I am currently working on a .Net application that makes HTTP requests to some web applications hosted on an IIS server. The application is deployed through ClickOnce and works great on simple network architectures.
One of our clients has a very complex network using a custom authentication server, on which the user must first register in order to authenticate and gain access to other applications on this network. After authentication on this server, a session cookie is created and sent to the user. Each time a user makes a request on a secure network server, this cookie is checked to provide access to the user. If this cookie is not sent with the request, the user is redirected to the login page. The only browser is Internet Explorer.
This cookie cannot be accessed from our .net application, because it runs in a different process than the Internet Explorer process that was used to log the user into the system and therefore is not sent with our requests, which cannot be executed, as the server redirects each of our requests is on the login page.
I took a look at embedding my application in Internet Explorer, making the main COM control visible and creating it on an HTML page with a tag. It works correctly, however, the session cookie set earlier in the browser is not sent when the ActiveX control executes web requests.

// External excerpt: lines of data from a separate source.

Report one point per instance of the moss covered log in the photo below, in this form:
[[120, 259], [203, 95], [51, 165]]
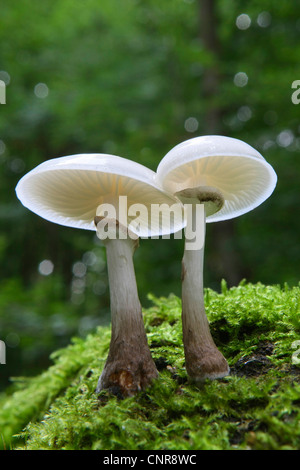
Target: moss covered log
[[256, 327]]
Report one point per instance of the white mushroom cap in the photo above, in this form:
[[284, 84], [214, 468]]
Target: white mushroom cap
[[230, 165], [68, 191]]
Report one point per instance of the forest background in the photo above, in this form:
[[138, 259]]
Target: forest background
[[134, 78]]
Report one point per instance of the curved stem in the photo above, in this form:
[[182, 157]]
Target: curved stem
[[202, 357], [129, 366]]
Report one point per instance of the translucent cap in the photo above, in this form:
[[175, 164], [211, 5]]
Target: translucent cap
[[69, 190], [233, 167]]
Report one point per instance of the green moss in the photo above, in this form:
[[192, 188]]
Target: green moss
[[256, 407]]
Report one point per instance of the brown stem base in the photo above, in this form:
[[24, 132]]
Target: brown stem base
[[128, 370], [205, 362]]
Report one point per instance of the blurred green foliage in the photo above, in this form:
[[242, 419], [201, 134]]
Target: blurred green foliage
[[126, 78]]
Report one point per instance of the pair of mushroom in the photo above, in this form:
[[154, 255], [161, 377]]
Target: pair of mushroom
[[205, 179]]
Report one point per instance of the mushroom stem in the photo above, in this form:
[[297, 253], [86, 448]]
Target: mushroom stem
[[129, 367], [202, 358]]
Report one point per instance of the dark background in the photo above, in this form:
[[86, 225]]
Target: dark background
[[135, 78]]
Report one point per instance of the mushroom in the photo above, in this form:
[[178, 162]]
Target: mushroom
[[104, 193], [216, 178]]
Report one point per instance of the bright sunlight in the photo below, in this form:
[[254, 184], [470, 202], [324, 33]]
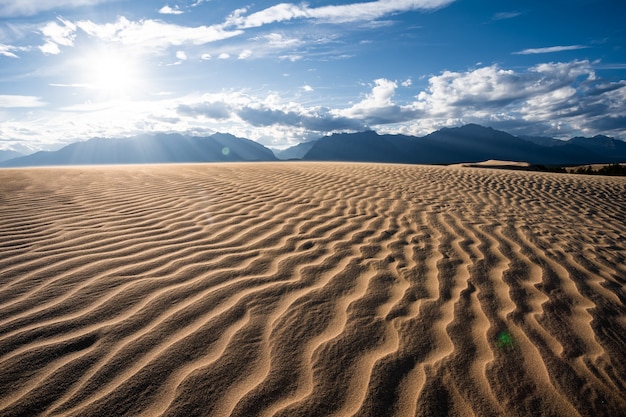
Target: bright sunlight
[[113, 72]]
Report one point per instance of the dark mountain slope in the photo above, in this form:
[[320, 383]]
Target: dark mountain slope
[[160, 148]]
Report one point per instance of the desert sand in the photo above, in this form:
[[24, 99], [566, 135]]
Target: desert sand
[[311, 289]]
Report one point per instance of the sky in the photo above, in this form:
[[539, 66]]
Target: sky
[[284, 73]]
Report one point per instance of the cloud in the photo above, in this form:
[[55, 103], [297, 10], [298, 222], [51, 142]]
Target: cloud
[[333, 14], [15, 101], [7, 50], [549, 98], [549, 50], [168, 10], [14, 8], [505, 15], [147, 35], [245, 54], [55, 34], [212, 110]]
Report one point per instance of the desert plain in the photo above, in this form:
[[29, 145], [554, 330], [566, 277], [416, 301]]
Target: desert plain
[[311, 289]]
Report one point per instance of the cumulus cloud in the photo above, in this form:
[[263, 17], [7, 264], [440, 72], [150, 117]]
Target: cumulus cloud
[[216, 110], [549, 98], [245, 54], [505, 15], [146, 34], [490, 88], [9, 50], [334, 14], [155, 34], [13, 8], [56, 34], [378, 107], [168, 10], [16, 101], [549, 49]]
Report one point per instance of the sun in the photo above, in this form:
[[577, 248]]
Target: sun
[[112, 73]]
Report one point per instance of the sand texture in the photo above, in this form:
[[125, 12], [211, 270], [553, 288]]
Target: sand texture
[[311, 289]]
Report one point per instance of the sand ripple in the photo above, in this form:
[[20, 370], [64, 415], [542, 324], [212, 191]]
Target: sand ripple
[[311, 289]]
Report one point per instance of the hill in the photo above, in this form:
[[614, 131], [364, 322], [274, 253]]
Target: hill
[[469, 143], [159, 148], [6, 155]]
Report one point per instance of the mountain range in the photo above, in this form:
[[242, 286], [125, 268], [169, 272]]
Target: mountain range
[[469, 143], [158, 148]]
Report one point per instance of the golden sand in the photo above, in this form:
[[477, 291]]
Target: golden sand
[[311, 289]]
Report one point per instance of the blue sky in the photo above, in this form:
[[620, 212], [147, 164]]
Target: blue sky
[[282, 73]]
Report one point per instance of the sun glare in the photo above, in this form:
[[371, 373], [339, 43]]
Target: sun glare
[[112, 73]]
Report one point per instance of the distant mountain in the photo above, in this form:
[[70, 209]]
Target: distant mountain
[[159, 148], [295, 152], [469, 143], [602, 145], [543, 140], [6, 155], [466, 144]]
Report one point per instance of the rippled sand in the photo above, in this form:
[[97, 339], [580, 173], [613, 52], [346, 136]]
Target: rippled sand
[[311, 289]]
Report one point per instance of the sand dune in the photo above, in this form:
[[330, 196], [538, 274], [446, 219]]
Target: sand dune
[[311, 289]]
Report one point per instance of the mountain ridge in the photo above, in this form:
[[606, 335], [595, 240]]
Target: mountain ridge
[[465, 144]]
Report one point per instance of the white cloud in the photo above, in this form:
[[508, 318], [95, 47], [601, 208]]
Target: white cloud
[[278, 40], [550, 49], [335, 14], [15, 101], [12, 8], [8, 50], [55, 34], [245, 54], [154, 34], [505, 15], [168, 10]]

I was hoping that this sharing of session information would be automatic (although I really didn't believe it). So my questions are: is it possible to have access to this cookie in embedded ActiveX? How? Does it make sense to use the .Net COM-interop component instead of the “true” ActiveX control? In addition, there are special security words to describe this behavior (given that I am not an expert on security topics, is this lack of proper terminology making it difficult to find the necessary resources)?